David Griggs-Janower gives us this wonderful summation of "the morning after" a great evening rehearsal or a long teaching day:
Read the whole post here.
A conductor, like a teacher in a classroom, is always "on" in rehearsal. Up, vibrant, alive, enthusiastic, making people glad to be there, making them work hard. Making them appreciate the repertory, from the large-scale greatness to the extraordinary subtleties. From the beauty to the intellectual conception. The greater the piece (like Bach’s St. John Passion), the greater the sheer amount of wonderful things to discover.
And every second on the podium you are doing at least three things at once in three different time zones: preparing by your gestures what’s coming next; showing in your hands, face and body what you want the sound to be like as it happens; and listening and reacting to what you just heard. And also planning ahead as you hear it how to fix what wasn't right. And deciding which things to fix, and whether to stop or not and fix now, as opposed to later, while you are doing all those other things. Because music happens in time, time is intrinsically involved all the, uh, time.
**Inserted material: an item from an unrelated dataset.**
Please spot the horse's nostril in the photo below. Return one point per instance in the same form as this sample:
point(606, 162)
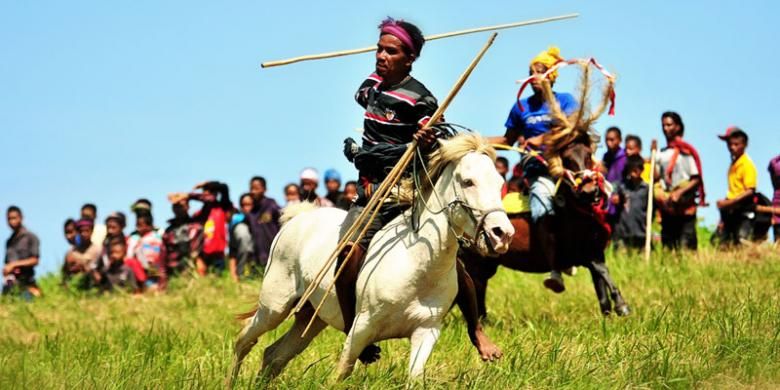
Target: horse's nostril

You never get to stop and breathe while conducting. If you do breathe, there are 70 people sitting there waiting for you to say something. And if you let them relax, some momentum is lost, some edge. You also have to plan your stops, to allow the relaxation when it's necessary, but avoid it when rehearsal momentum is needed.
And so on Wednesday mornings I wake up absolutely exhausted.
Fortunately there are some heavy-duty drugs available: I drink two cups of coffee!